Show that the vectors $2\hat i - \hat j + \hat k,\hat i - 3\hat j - 5\hat k$ and $3\hat i - 4\hat j - 4\hat k$ form the vertices of a right angled triangle.

Let the position vectors of vertices $A,B$ and
$C$ be $2\hat i - \hat j + \hat k,\hat i - 3\hat j - 5\hat k$ and $3\hat i - 4\hat j - 4\hat k$ respectively.

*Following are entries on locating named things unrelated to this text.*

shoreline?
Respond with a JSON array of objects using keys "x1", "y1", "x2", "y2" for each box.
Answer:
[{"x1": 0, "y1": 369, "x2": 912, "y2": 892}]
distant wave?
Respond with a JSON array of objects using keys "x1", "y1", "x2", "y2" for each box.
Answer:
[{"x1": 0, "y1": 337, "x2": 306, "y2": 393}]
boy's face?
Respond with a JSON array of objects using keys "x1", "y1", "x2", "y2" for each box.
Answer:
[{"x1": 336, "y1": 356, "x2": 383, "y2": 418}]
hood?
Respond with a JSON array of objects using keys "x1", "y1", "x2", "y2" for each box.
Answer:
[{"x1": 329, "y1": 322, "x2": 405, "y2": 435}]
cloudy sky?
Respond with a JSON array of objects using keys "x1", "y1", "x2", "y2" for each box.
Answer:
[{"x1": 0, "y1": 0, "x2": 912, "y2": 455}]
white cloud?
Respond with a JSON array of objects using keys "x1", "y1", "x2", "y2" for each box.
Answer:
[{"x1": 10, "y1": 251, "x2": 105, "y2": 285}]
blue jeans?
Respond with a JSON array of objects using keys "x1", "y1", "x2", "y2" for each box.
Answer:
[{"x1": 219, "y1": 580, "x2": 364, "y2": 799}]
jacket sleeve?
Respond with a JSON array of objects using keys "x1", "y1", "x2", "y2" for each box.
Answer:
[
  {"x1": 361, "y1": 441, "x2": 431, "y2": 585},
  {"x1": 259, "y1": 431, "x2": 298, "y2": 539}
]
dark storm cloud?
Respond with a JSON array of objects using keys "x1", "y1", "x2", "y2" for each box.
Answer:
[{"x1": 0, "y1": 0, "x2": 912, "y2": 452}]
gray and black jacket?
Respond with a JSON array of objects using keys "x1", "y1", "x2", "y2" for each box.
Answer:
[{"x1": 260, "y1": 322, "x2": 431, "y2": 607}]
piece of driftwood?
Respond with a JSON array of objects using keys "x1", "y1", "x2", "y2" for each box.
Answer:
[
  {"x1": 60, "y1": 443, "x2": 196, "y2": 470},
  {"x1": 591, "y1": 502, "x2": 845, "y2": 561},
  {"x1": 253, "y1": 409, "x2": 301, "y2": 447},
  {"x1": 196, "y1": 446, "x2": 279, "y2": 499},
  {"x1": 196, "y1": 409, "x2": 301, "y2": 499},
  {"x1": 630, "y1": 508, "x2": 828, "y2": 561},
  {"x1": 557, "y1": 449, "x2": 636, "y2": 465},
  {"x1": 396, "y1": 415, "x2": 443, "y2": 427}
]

$\therefore$ $\overrightarrow {AB} = \overrightarrow {OB} - \overrightarrow {OA} = (\hat i - 3\hat j - 5\hat k) - (2\hat i - \hat j + \hat k) = - \hat i - 2\hat j - 6\hat k$

$\therefore$ $AB = |\overrightarrow {AB} | = \sqrt {{{( - 1)}^2} + {{( - 2)}^2} + {{( - 6)}^2}} = \sqrt {1 + 4 + 36} = \sqrt {41}$

$\overrightarrow {BC} = \overrightarrow {OC} - \overrightarrow {OB} = (3\hat i - 4\hat j - 4\hat k) - (\hat i - 3\hat j - 5\hat k) = 2\hat i - \hat j + \hat k$

$\therefore$ $BC = |\overrightarrow {BC} | = \sqrt {{2^2} + {{( - 1)}^2} + {1^2}} = \sqrt {4 + 1 + 1} = \sqrt 6$and

$\overrightarrow {AC} = \overrightarrow {OC} - \overrightarrow {OA} = (3i - 4\hat j - 4\hat k) - (2\hat i - \hat j + \hat k) = \hat i - 3\hat j - 5\hat k$

$\therefore$ $AC = |\overrightarrow {AC} | = \sqrt {{1^2} + {{( - 3)}^2} + {{( - 5)}^2}} = \sqrt {1 + 9 + 25} = \sqrt {35}$

Now, $B{C^2} + A{C^2} = 6 + 35 = 41 = A{B^2}$
Hence, $\Delta ABC$ is a right angled triangle.